# Lake Kissimmee - New FL Record Bass



## FishWalton (Jul 22, 2010)

http://www.scout.com/outdoors/fishing/story/1567512-potential-florida-state-record-bass-caught?utm_source=SilverpopMailing&utm_medium=email&utm_campaign=FC150728_wk4_1%20(1)&utm_content=&spMailingID=23145406&spUserID=ODkxNDk2Mzk1NDQS1&spJobID=602789188&spReportId=NjAyNzg5MTg4S0


----------



## barefoot (Nov 3, 2011)

Dang, big bass!
Too bad she didn't get weighed on cert. scales, chances are she'll not be caught again.


----------



## Jason (Oct 2, 2007)

Piggie !!! Awesome catch!!!!


----------



## Chapman5011 (Mar 7, 2013)

Do we know if it was also caught with a MATRIX


----------



## simpleman (Oct 20, 2007)

his arms got to be tired holding it out like that. Nice bass.


----------



## Realtor (Oct 1, 2007)

hummmm, are there anymore pictures floating around?


----------



## Fielro (Jun 4, 2012)

Nice sow


----------



## jcoss15 (Oct 11, 2010)

Realtor said:


> hummmm, are there anymore pictures floating around?

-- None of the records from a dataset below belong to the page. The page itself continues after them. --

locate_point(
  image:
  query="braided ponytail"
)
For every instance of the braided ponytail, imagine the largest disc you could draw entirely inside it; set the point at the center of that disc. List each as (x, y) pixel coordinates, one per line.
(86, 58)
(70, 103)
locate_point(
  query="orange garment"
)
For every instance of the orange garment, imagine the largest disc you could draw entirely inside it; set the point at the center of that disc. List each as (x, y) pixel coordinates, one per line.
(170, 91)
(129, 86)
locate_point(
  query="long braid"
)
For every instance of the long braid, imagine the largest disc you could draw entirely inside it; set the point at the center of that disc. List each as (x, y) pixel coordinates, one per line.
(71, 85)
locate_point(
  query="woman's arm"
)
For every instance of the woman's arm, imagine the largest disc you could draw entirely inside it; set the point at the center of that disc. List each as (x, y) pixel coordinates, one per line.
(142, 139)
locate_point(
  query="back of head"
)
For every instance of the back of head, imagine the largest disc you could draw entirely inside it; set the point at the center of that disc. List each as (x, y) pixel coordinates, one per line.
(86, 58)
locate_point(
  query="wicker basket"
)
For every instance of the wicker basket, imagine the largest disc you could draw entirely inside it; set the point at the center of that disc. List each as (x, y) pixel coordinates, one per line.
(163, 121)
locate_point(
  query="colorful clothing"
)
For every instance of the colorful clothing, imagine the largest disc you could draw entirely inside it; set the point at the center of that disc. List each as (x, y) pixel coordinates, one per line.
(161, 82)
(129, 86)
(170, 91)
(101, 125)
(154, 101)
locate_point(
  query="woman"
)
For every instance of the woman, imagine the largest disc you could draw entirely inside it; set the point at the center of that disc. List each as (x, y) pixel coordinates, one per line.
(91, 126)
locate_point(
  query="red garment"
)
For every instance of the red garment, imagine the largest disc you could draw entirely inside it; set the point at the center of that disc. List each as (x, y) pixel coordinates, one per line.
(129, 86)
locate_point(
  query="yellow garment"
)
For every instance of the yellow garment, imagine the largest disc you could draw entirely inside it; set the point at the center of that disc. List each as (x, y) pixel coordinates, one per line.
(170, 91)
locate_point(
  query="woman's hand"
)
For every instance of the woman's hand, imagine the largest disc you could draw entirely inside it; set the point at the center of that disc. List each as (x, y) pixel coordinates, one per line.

I say hmmmm also, big bass no doubt, 19 lbs I think is a stretch...I could just be a bad pic though.


----------



## jcoss15 (Oct 11, 2010)

This one is 18.5 lbs from California, it's the girth that is just ridiculous when they get much over 12 lbs...I'd like to see more pics of the Florida one.


----------